The image above demonstrates how this is achieved in the following steps:

Device downloads current model
The model learns on the device and is improved
A summary of changes as a small focused update is derived

The punchline is that only the update is sent to the cloud. The update is averaged with other devices’ updates in the network to apply improvements to the shared model. The improved model is immediately available to augment the personalisation of the user experience. The model is trained while the phone is idle, in the charger, and on a free wireless connection, so mobile phone performance is not negatively affected[4]. To ensure privacy and security, Google AI developed a Secure Aggregation protocol, enabling a coordinating server to only decrypt the average update.

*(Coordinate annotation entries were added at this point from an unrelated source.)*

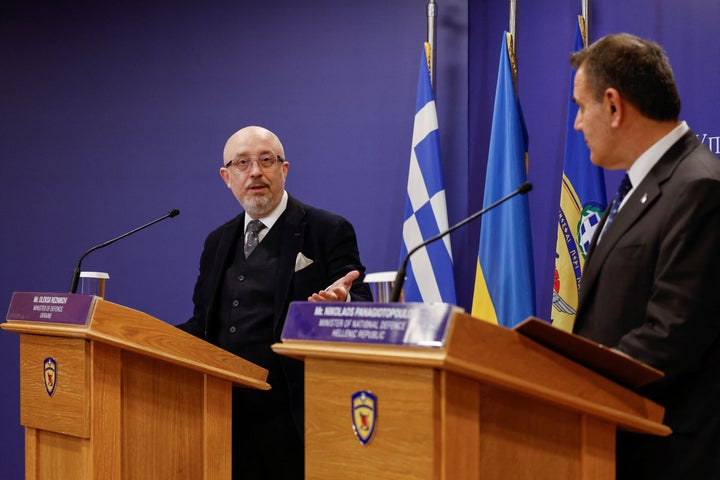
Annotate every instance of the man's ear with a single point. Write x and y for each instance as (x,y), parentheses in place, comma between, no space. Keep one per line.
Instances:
(614,104)
(225,176)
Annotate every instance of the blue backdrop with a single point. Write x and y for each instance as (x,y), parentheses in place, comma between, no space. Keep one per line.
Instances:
(115,113)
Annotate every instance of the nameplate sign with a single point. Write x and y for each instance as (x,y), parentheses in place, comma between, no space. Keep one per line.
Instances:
(65,308)
(417,324)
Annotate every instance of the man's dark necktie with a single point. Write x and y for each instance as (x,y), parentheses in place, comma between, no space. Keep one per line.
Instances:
(625,187)
(251,236)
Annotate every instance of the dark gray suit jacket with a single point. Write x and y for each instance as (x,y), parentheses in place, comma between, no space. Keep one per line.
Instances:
(651,288)
(328,239)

Meaning that no update about a single individual can be captured. Currently, this development is mostly around Gboard functionalities in Android-powered mobile phones.

According to Trent McConaghy of Ocean Protocol, Federated Learning as implemented by OpenMined could be further improved by Compute-2-Data to manage computation at each silo in a more secure fashion. In fact, we may see some incarnation of a collaboration between Federated Learning & Compute-2-Data in the upcoming Ocean V4 release. Differential Privacy holds potential for Compute-to-Data contexts too.

Useful resources

[1] Remote Data Science in 15 Minutes

[2] A Brief Introduction to Differential Privacy

[3] Differential Privacy: A Primer for a Non-technical Audience

[4]Federated Learning: Collaborative Machine Learning without Centralized Training Data

[5]How Ocean Compute-to-Data Relate to Other Privacy-Preserving Approaches?